I quickly pulled out one last thing. It was my history book. It was called "The Spread of Our Empire". I re-read everything I already knew, but now I looked at it though a different person's eyes. It really didn't sound like we were trying to help the world! It sounded as if we are a horrible, corrupt nation who is fixated on conquering and destroying the world. And I found that I was disgusted with the Fire Nation, and that I had a strong desire to help defeat the one man who was encouraging this fighting. I had a desire to join the Avatar.
I sighed. This would have been so much easier if one of my used to be close friends wasn't the Fire Princess.

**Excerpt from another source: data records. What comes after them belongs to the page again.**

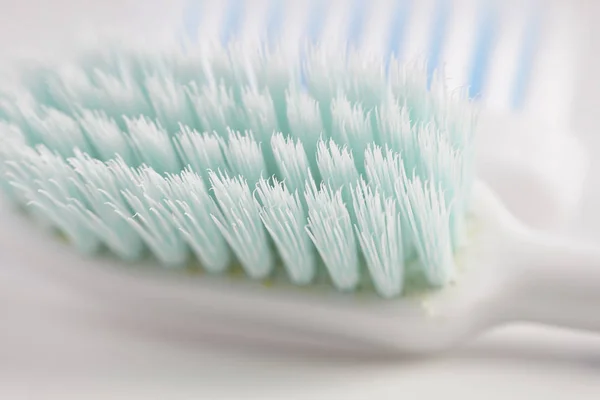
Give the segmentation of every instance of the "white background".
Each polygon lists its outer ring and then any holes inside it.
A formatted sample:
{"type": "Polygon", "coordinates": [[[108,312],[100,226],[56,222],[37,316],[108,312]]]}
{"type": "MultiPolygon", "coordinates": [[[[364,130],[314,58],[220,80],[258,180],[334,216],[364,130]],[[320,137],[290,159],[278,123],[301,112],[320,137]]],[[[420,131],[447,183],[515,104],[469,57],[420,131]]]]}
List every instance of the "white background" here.
{"type": "MultiPolygon", "coordinates": [[[[0,1],[3,56],[40,52],[39,46],[53,53],[82,29],[157,33],[180,17],[166,0],[144,8],[132,0],[0,1]]],[[[581,23],[597,21],[600,14],[586,7],[581,23]]],[[[588,58],[576,73],[568,126],[595,152],[598,35],[586,32],[579,44],[588,58]]],[[[600,165],[592,168],[580,216],[567,229],[600,239],[600,165]]],[[[594,335],[510,327],[420,360],[240,340],[208,328],[190,337],[111,318],[69,288],[3,263],[1,255],[0,321],[0,399],[600,398],[594,335]]]]}

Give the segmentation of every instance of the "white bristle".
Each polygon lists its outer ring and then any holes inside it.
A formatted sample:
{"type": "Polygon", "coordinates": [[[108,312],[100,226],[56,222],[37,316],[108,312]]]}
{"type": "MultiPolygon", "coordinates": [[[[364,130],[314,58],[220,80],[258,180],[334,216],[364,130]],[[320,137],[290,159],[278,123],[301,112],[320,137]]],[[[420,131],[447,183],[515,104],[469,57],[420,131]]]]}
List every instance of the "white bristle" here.
{"type": "Polygon", "coordinates": [[[213,220],[221,234],[248,275],[266,277],[273,268],[273,256],[248,183],[215,172],[210,173],[210,182],[219,205],[213,220]]]}
{"type": "Polygon", "coordinates": [[[45,147],[25,148],[21,159],[7,162],[6,167],[8,181],[36,208],[38,217],[59,227],[80,251],[93,253],[98,249],[95,232],[69,207],[81,196],[74,184],[77,175],[62,157],[45,147]]]}
{"type": "Polygon", "coordinates": [[[394,151],[405,150],[407,138],[412,136],[410,115],[406,107],[388,93],[386,100],[375,110],[379,140],[394,151]]]}
{"type": "Polygon", "coordinates": [[[123,187],[111,168],[81,152],[68,162],[78,175],[73,183],[81,195],[68,205],[69,209],[119,257],[137,259],[142,253],[142,241],[127,221],[114,212],[117,205],[125,209],[126,204],[121,196],[123,187]]]}
{"type": "Polygon", "coordinates": [[[433,180],[422,181],[418,176],[407,179],[405,187],[398,185],[398,197],[410,223],[423,271],[430,284],[444,286],[455,273],[450,213],[444,193],[433,180]]]}
{"type": "Polygon", "coordinates": [[[233,93],[223,83],[211,82],[198,87],[192,82],[188,86],[188,96],[205,131],[224,135],[227,128],[238,128],[241,111],[236,107],[233,93]]]}
{"type": "Polygon", "coordinates": [[[201,174],[208,182],[208,171],[228,171],[223,157],[223,139],[216,133],[198,133],[187,126],[173,138],[173,144],[184,165],[201,174]]]}
{"type": "Polygon", "coordinates": [[[317,141],[324,133],[319,103],[308,93],[290,88],[286,92],[286,104],[291,134],[302,139],[305,149],[314,154],[317,141]]]}
{"type": "Polygon", "coordinates": [[[242,104],[246,111],[247,128],[257,138],[268,140],[273,132],[279,130],[273,100],[268,91],[259,92],[246,88],[242,91],[242,104]]]}
{"type": "Polygon", "coordinates": [[[340,290],[354,289],[360,280],[358,251],[342,192],[334,192],[325,184],[317,189],[313,181],[307,183],[305,195],[308,204],[306,229],[333,284],[340,290]]]}
{"type": "Polygon", "coordinates": [[[352,146],[356,165],[362,170],[365,148],[373,142],[370,113],[360,104],[353,105],[346,97],[338,96],[331,103],[331,116],[331,137],[337,143],[352,146]]]}
{"type": "Polygon", "coordinates": [[[255,185],[266,175],[267,167],[260,149],[251,132],[244,134],[228,128],[229,141],[225,147],[225,157],[233,174],[243,176],[255,185]]]}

I suddenly felt myself pulling out my travel bag. I felt myself putting my favorite clothes, toiletries, and hair things in the bag. I looked up to the scroll of my great Grandfather's. Something told me to take it. I slipped the scroll into my bag, then I felt myself put on the charm bracelet Mai had gotten me for my last birthday, the one with all of the four nations insignias on it. The bracelet almost seemed to guide my way, as if it was leading me to my friend. I felt myself go around the back of my house, take my pet Salamander Lizard, and rode to the prison where they were keeping Sokka so I could free him.
I got there and gaped. There was about five times the amount of guards that were there. Azula must know. She must know that I'm switching sides; why else would she multiply the guard count five times over? There was only one way I was going to get out of the Fire Nation alive.
"I'm sorry Sokka!" and I turned and headed towards the mountains, which is where my bracelet led me. I forced myself to keep pressing forward, hoping that the Avatar's group would accept me, and hoping Mai would still feel the same about me.